Software designers must envision every detail of what an application will do, how it will do it, and how it will look (the user interface). A simple example is how a home accounting program is created. The software designer first lays out the overall functionality of the program, specifying what it should be able to do, such as balancing a checkbook, keeping track of incoming and outgoing bills, and maintaining records of expenses. For each of these tasks, the software designer will outline the design details for the specific functions that he or she has mandated, such as what menus and icons will be used, what each screen will look like, and whether there will be help or dialog boxes to assist the user. For example, the designer may specify that the expense record part of the program produce a pie chart that shows the percentage of each household expense in the overall household budget. The designer can specify that the program automatically display the pie chart each time a budget assessment is completed or only after the user clicks on the appropriate icon on the toolbar.
Some software companies specialize in building custom-designed software. This software is highly specialized for specific needs or problems of particular businesses. Some businesses are large enough that they employ in-house software designers who create software applications for their computer systems. A related field is software engineering, which involves writing customized complex software to solve specific engineering or technical problems of a business or industry.

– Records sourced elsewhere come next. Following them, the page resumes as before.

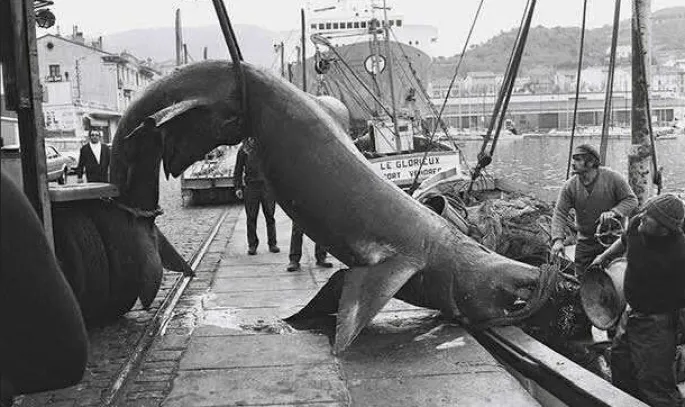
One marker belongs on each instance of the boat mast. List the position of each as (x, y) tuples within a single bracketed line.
[(388, 55), (304, 53), (179, 38), (641, 149)]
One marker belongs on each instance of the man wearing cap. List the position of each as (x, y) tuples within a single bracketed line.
[(643, 354), (596, 194)]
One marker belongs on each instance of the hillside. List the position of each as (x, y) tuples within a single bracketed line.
[(557, 47), (547, 48), (256, 43)]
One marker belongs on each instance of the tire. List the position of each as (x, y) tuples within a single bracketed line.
[(63, 177)]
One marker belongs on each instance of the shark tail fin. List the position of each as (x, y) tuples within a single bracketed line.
[(171, 259), (365, 292)]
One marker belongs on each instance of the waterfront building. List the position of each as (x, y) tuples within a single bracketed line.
[(545, 112), (9, 125), (82, 79)]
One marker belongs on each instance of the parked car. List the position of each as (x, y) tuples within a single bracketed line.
[(58, 165)]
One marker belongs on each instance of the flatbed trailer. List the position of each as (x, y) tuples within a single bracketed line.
[(210, 180)]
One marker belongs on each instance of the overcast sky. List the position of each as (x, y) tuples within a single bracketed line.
[(451, 17)]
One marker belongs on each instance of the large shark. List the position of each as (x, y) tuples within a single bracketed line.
[(392, 244)]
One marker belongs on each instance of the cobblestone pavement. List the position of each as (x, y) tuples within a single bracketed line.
[(110, 346)]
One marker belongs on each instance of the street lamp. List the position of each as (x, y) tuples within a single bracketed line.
[(45, 18)]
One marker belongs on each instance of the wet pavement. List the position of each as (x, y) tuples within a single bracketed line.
[(226, 344), (232, 348)]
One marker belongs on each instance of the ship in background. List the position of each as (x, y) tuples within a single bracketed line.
[(368, 57), (355, 29)]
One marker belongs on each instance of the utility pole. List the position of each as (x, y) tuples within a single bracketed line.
[(639, 158), (25, 97)]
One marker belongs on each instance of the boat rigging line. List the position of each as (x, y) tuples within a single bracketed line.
[(414, 184), (609, 94), (319, 39), (575, 105), (236, 57), (500, 109), (657, 179)]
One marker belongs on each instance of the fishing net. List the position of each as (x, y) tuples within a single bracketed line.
[(518, 227)]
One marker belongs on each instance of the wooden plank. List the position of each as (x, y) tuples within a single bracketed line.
[(593, 385)]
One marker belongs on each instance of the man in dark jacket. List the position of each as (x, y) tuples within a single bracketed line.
[(597, 194), (94, 159), (251, 186), (296, 251), (643, 354)]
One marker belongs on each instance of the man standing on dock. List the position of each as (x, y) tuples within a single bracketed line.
[(597, 194), (251, 186), (296, 251), (643, 353), (93, 159)]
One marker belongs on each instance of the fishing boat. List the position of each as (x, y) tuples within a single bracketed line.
[(367, 57)]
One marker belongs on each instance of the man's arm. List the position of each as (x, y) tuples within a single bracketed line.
[(240, 162), (81, 164), (561, 212), (616, 249), (627, 201), (239, 169)]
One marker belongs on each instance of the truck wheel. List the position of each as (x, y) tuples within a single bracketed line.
[(63, 177)]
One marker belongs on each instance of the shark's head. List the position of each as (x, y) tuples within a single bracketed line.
[(177, 121), (505, 292)]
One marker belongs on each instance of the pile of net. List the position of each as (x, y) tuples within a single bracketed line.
[(518, 227)]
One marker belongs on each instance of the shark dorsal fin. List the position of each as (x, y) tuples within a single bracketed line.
[(161, 117), (365, 293)]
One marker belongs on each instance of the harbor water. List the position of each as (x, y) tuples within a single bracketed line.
[(539, 162)]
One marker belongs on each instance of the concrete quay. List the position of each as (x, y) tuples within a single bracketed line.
[(227, 344)]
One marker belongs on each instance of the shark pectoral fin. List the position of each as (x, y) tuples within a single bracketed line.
[(171, 259), (325, 302), (365, 292), (176, 110)]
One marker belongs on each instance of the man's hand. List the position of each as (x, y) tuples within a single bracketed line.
[(597, 262), (606, 216), (557, 248)]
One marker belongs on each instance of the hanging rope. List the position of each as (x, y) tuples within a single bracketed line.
[(236, 57), (610, 87), (575, 105), (500, 109), (316, 38)]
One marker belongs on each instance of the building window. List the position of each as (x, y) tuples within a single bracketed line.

Whether the designer is working on a mass-market or a custom application, the first step is to define the overall goals for the application. This is typically done in consultation with management if working at a software supply company, or with the client if working on a custom-designed project. Then, the software designer studies the goals and problems of the project. If working on custom-designed software, the designer must also take into consideration the existing computer system of the client. Next, the software designer works on the program strategy and specific design detail that he or she has envisioned. At this point, the designer may need to write a proposal outlining the design and estimating time and cost allocations. Based on this report, management or the client decides if the project should proceed.
Once approval is given, the software designer and the programmers begin working on writing the software program. Typically, the software designer writes the specifications for the program, and the applications programmers write the programming codes.
In addition to the duties involved in design, a software designer may be responsible for writing a user's manual or at least writing a report for what should be included in the user's manual. After testing and debugging the program, the software designer will present it to management or to the client.